My original intent was to use the dictation feature of Windows Speech Recognition with MSOffice OneNote and basically dictate a Blog as I encounter interesting and informative things. In speech recognition training, it explains that the recognition initially will start around 80-90% accuracy, and end up around 95% after completing all of the training sessions.

I've gotten through 5 of the 8 sessions at this point, and 95% is about right, but I've found that it's not just the sound of the words, but the context of the sentences that it uses to convert the audio to text. Here's an example of the recognition, with my spoken word(s) in quotes, followed by the actual recognition text:

'cup' top
'cup' The
'cup' Company
'cup' Come
'cup of coffee' cup of coffee

So it won't recognize it the word 'cup' by itself, but it recognizes the entire phrase 'cup of coffee'. I have even specifically recorded the word 'cup' in Speech Tools. It is substituting words that would more logically occur as the first word in a sentence.

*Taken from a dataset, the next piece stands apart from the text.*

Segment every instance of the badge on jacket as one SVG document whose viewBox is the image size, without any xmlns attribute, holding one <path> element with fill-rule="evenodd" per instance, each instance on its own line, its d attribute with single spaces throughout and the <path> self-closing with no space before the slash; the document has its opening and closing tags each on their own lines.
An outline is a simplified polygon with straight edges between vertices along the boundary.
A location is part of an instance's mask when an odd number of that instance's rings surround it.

The training also appears to be having an effect - when I said 'cup of coffee' above, I used my actual speaking voice that I used in training, so it was really like 'cuppa coffee'. If I use exaggerated enunciation, it doesn't work:

'cup of coffee' Couple of coffee

And even when it goes totally haywire, the gibberish does have somewhat of a logical sentence structure to it. So if this blog ever seems psychadelic, you'll know I'm trying it out again. Here is this same paragraph using unedited voice-to-text:

And even when it goes totally a long DJ version does have somewhat of a logical sentence structure to solve this ballgame ever seen psychedelic you'll know I'm trying it out and here's the same

Using unedited voice to tax

Funny it didn't recognize the phrase voice-to-text.

So anyway, I'm not sure how usable this is right now, but maybe it could be used to record notes to self reminders etc. I'll try more after finishing training.